In that other essay, I also tell the story of an idiot (on an Internet newsgroup) who saw the Boy Scouts as some sort of wild-eyed "liberals" (obviously using the word "liberal" in the way favored by so-called "conservatives" - to mean "radical") because they have a policy that promotes protection of the environment! Apparently, God loves idiots, because He sure made a lot of them!

I want to clarify something here - I'm definitely not advocating some sort of radical "back to Nature" conversion for the whole human race. We don't necessarily have to go back to the hunter-gatherer lifestyle to be environmentalists. The radicals who masquerade as "conservatives" like to characterize our choices in black and white terms. It's either business as usual, or if the environmentalists have their way, we'll all be eating roots and berries and living in caves. That sort of rhetorical gambit is but one of the many ways that the radicals have to discredit environmentalists. I get very tired of hearing this in the media, where some moron like Rush Limbaugh dismisses any environmental concerns with a snide remark about "tree huggers" or whatever. There's always a middle ground between totally black and totally white.

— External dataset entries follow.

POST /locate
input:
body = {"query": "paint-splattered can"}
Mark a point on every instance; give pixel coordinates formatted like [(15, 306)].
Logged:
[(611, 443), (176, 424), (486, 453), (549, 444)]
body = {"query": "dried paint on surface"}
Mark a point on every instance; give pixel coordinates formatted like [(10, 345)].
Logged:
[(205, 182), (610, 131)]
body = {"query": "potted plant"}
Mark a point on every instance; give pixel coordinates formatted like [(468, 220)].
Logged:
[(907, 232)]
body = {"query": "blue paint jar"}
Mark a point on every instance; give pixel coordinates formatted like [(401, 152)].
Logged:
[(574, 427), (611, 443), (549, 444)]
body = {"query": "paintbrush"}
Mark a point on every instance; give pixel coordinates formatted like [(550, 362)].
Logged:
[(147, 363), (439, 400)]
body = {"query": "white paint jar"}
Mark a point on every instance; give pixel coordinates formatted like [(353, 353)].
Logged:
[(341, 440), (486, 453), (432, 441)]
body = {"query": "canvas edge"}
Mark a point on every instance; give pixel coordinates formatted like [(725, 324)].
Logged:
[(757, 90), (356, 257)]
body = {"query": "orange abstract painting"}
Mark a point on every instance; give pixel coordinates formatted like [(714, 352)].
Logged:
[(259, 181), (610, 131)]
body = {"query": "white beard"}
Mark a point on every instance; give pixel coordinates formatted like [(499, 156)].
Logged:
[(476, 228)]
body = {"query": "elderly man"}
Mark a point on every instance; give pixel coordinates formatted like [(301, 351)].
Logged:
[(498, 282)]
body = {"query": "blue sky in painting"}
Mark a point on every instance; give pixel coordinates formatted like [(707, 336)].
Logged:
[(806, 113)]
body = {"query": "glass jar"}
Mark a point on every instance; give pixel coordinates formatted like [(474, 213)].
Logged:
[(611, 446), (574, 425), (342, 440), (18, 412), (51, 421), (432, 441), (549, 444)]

Not all Republicans are radicals favoring big business over all else, in the same way that not all Democrats want government to take over the whole business sector. In fact, if your viewpoint matches that of anyone else perfectly, then you probably are not in the habit of thinking for yourself, but rather are allowing someone else to tell you what position to take on any issue that might come up. Given my propensity to oppose arbitrary authority of any kind, I couldn't imagine that being a member of one political party or another would encapsulate my position on every conceivable topic. I feel sorry for anyone who would be such a sheep-like follower of dispensed wisdom.

There are environmentally-friendly choices we can make that stop well short of disconnecting ourselves from the Internet and learning how to snare rabbits in the woods for food. As a modern society, we need to give serious consideration to the consequences of our actions. When we here someone saying that being concerned for the environment is going to bankrupt our economy, it seems to me that we should recognize that complete indifference to the environment is also going to lead to disaster. In the entire history of the planet, there's no action that we've ever taken that's not without consequences, even if we don't see what they are in advance. Our history is bulging with examples of unintended and unforeseen consequences that have turned out to be demonstrably harmful. Out of sight may be out of mind, but it's not equivalent to "no problem!" We must learn to accept some measure of responsibility for everything we do. I think Americans are, for the most part, able to understand this message. We're not unaware of the need to be concerned about the environment. If it involves some sacrifices for the good of all, I think most Americans can understand that message and would be willing to do what it takes to move toward a sustainable relationship with the natural world around us.

Of course, time will tell. I hope I live to see a change in the present general mood of selfishness and indifference about the environment. And I hope I live to see GWB and Crime, Inc. called to pay a price for their crimes against the welfare of the citizens of the United States.